Throup describes the past three years as a journey to liberation, finally freeing himself from the shackles he was bound by with the release of his design manifesto around the same time as his last presentation. The designer describes his moment of realisation in detail, “On the 13th of February 2015 at 22:30 on a train from London to Burnley I had a creative epiphany. I liberated myself from my own creative ego. I liberated myself from my deep set insecurities which had not allowed me to freely express myself or my ideas up to that point”. Philosophical and multi-layered, Throup’s conceptual ideas would find context within complex thought and notions, something the designer felt he needed to conceive in order to justify his creations. “I realised I didn’t need to create stories, narratives or concepts to create. I realised that I was free to create”, Throup explains, concluding “My next collection is a self-portrait celebrating this event”. A pivotal moment for Throup, it is evident that he needed to revisit his past before he could embark on his future.
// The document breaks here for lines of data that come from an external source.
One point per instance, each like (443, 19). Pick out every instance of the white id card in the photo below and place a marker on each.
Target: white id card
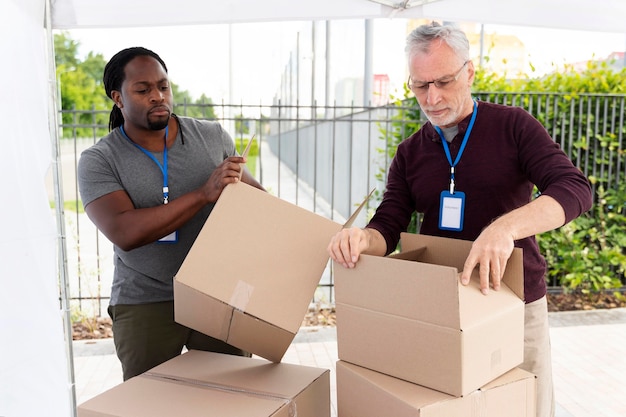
(171, 238)
(451, 208)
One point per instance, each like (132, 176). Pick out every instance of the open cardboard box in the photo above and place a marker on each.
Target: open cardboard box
(199, 383)
(251, 274)
(365, 393)
(409, 316)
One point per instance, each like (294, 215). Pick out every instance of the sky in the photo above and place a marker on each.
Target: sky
(199, 57)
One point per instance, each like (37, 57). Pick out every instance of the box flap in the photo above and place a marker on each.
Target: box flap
(249, 374)
(365, 393)
(453, 252)
(404, 288)
(167, 399)
(476, 308)
(395, 397)
(228, 386)
(247, 255)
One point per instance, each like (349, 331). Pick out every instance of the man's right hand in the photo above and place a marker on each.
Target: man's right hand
(346, 246)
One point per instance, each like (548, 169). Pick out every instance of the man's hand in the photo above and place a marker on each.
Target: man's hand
(228, 172)
(346, 246)
(491, 251)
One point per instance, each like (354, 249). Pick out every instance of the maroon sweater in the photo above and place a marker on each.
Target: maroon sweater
(507, 152)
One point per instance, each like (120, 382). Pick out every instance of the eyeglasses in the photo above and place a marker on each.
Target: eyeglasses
(443, 82)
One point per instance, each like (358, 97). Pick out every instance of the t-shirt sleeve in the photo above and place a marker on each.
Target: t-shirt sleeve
(95, 176)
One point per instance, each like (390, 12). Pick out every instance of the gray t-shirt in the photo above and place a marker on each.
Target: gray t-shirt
(145, 274)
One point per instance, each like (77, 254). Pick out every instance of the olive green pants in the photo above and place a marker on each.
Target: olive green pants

Renowned for his non-seasonal and innovative approach to his menswear collections, Throup initially announced and previewed his first New Object Research product line in June 2012 with influential fashion ambassadors Sarah Mower and Tim Blanks. For his next New Object Research collection, Throup launches his first catwalk show, with his ideas conforming only to fashion’s structure by timeline, and not by presentation. Presented during LC:M, Throup explains his decision to hit the runway, “I never wanted to do a catwalk before because I find them boring in general. I could always get more emotion from being able to create static environments which forced the viewer to engage with the work in a deeper way. However, for the past year and a half we have been developing a very exciting new way of presenting – a way for me to interpret the possibilities of a catwalk in my own way.” A topic of constant conversation, it is evident that the current structure of the fashion business needs revising and revitalising, catwalk shows are simply not as exciting as they once were. Almost intuitively, Throup sees this situation as an opportunity.
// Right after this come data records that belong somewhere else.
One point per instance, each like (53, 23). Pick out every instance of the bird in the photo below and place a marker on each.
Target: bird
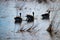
(46, 15)
(18, 19)
(30, 18)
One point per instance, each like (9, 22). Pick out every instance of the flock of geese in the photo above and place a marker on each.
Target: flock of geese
(30, 18)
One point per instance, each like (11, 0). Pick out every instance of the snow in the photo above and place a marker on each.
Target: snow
(8, 28)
To accompany the announcement of Throup’s new collection launch in June, Throup visually explains his journey through 4 short films released today on Each of the 4 films depict one iconic piece from each of his past narrative concepts which have for the past ten years grown to define Throup’s fashion output, understandably labelled The Death of Shiva, The Death of New Orleans, The Death of Mongolia and The Death of Ethnic Stereotyping. Each piece in the film has been converted into a 3D digital object which goes through different stages of transformation; starting off as black then switching to white before eventually mutating through a multi-colour treatment and eventually disintegrating. Visually and aurally powerful, the films symbolically explain everything. Not only directing the short films, Throup collaborated with producer Rodaidh McDonald on their musical score.
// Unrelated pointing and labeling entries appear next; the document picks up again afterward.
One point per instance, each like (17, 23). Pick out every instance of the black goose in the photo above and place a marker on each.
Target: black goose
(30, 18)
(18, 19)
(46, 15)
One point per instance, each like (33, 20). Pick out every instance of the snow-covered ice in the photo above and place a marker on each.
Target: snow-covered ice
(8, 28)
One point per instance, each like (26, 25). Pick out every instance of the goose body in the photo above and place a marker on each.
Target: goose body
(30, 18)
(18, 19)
“Music has always been incredibly important for me. I got to a stage where I clearly understood what the sounds I needed were – I needed to be able to curate the exact sound myself, rather than hand it over”. Previously XL Recording’s manager of their in-house studio, McDonald has worked with musicians such as King Krule, The xx and Sampha, applying his signature style of focusing on details and amplifying them for an honest and clear conclusion. For Throup’s The Death of NOR short film series, various sounds are explored for the score, with what seems as a mixture of altered electronica, cityscape soundtracks and silence. Throup explains further, “Each piece of music is a careful sonic re-construction of each of my past four concept narratives, strictly using direct reference sounds from each concept to communicate the original idea, whilst at the same time developing it into an abstract and almost euphoric distorted destruction towards the end, to match the visuals. I’m basically destroying my old work, in order to move forward.”

Also releasing 2 sketches of his next collection, the following that Throup’s work has garnered will revel in the exclusive preview. Not only do the sketches show a sneak preview in what to expect in June, but also symbolise re-birth through the use of colour and their placement. Look closely. Throup’s explaining a lot more than meets the eye. It seems this unconscious story-telling is in his DNA, and can now be expressed differently because of Throup’s new outlook on his creative capacity. Constantly evolving, constantly progressing and constantly seeking to reinvent, it’s Throup’s unique vision that ensures all eyes are on him as he embarks on his next chapter: the New Object Research collection launch.